Not until Murray was convinced, however, did they move forward. Murray paid for the addition by selling her house in Garrett Park. After looking into various living options, Murray decided she preferred the addition because it allowed her to provide for her own accommodations and give back to her daughter, rather than spend her entire estate on rent at a retirement home. As part of the final agreement, the Lapp’s reimbursed Murray’s estate with $50,000 to be distributed to Murray’s other children.

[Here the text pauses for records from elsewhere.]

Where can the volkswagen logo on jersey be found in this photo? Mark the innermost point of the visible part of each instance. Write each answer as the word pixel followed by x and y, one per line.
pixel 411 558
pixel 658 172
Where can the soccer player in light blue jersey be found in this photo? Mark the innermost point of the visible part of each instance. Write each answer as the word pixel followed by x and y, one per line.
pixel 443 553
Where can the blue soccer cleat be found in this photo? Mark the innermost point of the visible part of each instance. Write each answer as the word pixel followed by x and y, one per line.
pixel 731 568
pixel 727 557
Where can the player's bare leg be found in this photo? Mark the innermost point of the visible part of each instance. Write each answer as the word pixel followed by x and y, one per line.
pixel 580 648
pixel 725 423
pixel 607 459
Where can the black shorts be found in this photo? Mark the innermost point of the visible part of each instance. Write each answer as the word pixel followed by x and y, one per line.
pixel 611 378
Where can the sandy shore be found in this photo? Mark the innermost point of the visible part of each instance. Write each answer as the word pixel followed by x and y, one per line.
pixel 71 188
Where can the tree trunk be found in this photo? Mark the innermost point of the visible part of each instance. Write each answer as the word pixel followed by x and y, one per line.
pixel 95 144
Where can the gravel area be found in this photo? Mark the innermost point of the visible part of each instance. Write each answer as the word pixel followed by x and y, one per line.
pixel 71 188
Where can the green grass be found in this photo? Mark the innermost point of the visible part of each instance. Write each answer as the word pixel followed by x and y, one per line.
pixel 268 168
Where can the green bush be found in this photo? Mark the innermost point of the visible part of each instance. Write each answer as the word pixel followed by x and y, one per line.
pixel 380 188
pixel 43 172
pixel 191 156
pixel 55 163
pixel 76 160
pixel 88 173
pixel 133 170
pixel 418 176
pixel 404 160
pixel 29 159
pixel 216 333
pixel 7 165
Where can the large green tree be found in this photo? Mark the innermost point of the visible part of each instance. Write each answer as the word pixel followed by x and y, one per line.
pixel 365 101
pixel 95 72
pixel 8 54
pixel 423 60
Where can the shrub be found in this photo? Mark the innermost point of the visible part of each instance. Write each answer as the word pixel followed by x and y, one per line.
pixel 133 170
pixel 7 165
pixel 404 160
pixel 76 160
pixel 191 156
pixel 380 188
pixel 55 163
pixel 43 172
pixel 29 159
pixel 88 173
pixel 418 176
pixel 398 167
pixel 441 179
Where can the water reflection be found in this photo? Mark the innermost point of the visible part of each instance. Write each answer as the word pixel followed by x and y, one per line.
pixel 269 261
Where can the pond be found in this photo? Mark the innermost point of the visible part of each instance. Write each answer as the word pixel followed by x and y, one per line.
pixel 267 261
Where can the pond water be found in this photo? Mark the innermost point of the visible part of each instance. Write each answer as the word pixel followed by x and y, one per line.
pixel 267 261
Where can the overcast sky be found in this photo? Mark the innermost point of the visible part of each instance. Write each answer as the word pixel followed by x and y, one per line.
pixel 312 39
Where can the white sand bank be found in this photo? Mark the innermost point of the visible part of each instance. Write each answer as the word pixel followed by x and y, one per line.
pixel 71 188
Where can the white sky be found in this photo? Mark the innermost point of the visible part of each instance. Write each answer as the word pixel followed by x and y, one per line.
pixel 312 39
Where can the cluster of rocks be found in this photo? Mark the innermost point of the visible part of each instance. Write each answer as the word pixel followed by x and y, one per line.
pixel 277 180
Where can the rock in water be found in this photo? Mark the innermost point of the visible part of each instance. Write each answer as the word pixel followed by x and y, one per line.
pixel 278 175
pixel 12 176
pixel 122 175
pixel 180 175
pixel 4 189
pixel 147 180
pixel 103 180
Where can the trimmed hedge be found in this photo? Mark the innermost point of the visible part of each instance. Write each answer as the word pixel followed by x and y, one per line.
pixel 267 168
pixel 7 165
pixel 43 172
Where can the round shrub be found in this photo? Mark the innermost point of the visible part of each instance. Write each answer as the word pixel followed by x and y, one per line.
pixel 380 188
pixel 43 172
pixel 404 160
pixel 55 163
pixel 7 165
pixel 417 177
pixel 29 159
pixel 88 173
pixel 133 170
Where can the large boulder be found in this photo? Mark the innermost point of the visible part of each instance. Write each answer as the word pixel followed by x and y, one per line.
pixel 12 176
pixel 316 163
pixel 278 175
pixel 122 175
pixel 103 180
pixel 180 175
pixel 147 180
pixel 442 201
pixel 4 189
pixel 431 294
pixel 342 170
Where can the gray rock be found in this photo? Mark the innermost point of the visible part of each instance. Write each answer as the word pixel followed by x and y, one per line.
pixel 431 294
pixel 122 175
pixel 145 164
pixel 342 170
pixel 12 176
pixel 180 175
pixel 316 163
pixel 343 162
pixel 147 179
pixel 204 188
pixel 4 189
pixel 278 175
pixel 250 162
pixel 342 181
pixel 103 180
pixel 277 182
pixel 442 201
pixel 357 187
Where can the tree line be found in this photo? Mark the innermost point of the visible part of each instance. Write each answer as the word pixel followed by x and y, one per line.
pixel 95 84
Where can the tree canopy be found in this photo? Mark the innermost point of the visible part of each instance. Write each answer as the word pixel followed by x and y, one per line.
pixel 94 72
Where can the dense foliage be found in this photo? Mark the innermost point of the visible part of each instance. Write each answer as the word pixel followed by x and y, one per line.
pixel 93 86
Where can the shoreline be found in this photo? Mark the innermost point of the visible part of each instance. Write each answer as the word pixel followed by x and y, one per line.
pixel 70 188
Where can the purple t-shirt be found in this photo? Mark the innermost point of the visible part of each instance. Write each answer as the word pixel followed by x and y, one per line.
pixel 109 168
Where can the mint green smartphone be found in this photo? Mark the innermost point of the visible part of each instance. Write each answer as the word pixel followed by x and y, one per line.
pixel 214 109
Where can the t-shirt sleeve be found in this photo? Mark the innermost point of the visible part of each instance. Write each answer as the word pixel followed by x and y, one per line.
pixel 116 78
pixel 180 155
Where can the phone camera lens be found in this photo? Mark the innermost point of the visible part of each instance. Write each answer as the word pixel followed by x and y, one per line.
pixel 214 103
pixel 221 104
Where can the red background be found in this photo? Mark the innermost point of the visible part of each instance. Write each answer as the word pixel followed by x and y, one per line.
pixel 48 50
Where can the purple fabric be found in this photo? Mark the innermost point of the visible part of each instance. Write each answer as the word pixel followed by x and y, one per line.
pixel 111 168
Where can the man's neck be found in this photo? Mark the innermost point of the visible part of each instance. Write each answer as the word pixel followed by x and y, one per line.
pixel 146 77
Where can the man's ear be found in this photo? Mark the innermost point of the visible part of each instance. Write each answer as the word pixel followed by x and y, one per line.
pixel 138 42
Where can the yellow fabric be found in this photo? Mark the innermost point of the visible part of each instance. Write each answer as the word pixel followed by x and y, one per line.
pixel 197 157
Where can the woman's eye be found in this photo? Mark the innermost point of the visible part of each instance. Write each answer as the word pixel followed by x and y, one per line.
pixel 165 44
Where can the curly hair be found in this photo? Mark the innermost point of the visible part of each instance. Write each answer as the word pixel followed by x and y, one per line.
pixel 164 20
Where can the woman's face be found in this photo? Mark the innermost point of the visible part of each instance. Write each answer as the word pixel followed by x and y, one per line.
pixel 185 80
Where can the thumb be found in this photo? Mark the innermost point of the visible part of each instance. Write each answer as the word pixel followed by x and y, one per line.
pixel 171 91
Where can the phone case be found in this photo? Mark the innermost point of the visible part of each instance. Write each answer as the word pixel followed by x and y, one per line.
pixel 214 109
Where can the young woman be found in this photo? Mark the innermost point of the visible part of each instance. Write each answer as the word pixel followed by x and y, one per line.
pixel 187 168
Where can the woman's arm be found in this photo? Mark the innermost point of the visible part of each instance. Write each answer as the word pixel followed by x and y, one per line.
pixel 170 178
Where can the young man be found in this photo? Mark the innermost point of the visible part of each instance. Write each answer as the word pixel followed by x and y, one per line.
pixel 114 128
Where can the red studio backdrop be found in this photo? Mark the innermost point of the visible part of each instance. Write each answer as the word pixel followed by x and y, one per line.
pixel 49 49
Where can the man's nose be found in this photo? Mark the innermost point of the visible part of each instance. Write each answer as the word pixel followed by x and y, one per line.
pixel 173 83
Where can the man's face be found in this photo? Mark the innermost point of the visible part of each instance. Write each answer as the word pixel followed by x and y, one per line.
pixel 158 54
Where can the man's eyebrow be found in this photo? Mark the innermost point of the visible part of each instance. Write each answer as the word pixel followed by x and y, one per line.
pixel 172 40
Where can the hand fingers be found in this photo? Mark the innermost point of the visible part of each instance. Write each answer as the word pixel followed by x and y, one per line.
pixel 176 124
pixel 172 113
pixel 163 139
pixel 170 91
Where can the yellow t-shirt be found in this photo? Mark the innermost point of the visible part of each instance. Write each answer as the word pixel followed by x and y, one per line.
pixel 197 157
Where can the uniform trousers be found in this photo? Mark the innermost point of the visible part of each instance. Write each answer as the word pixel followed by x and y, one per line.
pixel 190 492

“She took over our master bathroom,” said John Lapp, describing Murray’s new accommodations. “We made her a handicap bathroom, a huge kitchen and pantry, and a dining room-great room, and her own outside backyard balcony.”

IN ALL, the Lapps almost doubled the size of their home. And even though the Lapps are now just a room away, Murray received the privacy she wanted.

“There are going to be more and more people who are looking for places to retire,” said Jennifer Lapp, referring to others who might want to consider building a mother-in-law addition.

Over the next 25 years, baby boomers, which represent nearly a quarter of the U.S. population, will be retiring.

Yet right now these same people, the 76 million Americans born between 1946 and 1964, have been helping to make decisions about where and how their parents retire. Some families have found that mother-in-law suites, ones that are larger and more separate than the traditional concept, are a good option.

Contractors have noticed an upward trend for this type of living solution. “Over the years, we’re definitely seeing more desire to do this kind of thing,” said David Foster of Foster Remodeling Solutions, Inc. in Lorton. “For the ones we’ve been involved in, it’s like building a mini-house onto the main, existing home.

“One thing we’ve seen on these projects is that they take a while to work through,” said Foster, who has been contracting for 22 years. He said that for these particular projects design and planning are very important, and thus require more time than other projects.

“The parents are looking for one thing and the son or daughter that they’ll be living with are looking for another,” Foster said. “Marriaging the two can be more complicating [than other projects].”

ANOTHER CONTRACTOR, Scott Kestner, owner of the Apollo Group, a design-build contracting company in Clifton, has also noticed the trend. “In the last three years, I’ve started to see a whole lot more of [in-law suites] be a consideration for people.”

“Maybe the baby boomers are looking to take care of their parents, rather than looking to outside sources,” Kestner said on the reason behind the trend. Kestner, whose company has just started another in-law suite project in Fairfax Station, said that privacy tends to be the biggest concern in this type of project.

Tom Hazzard, who works out of Arlington representing Natelli Homes of Gaithersburg, Md., has been involved in residential design-build for 15 years. He said that in-law suite projects should integrate seamlessly with the existing home. He said that design, as well as costs, should reflect the neighborhood. “I’ve done [in-law suite projects] anywhere from $150,000 to $450,000,” Hazzard said.

Foster was quick to point out that this is not a solution for everybody. He said that this type of project is often stalled or canceled when there becomes a need for additional medical care that can’t be provided at home. He also said that an addition is “a huge financial undertaking” that often requires funding from the retiring parents and the son or daughter’s family.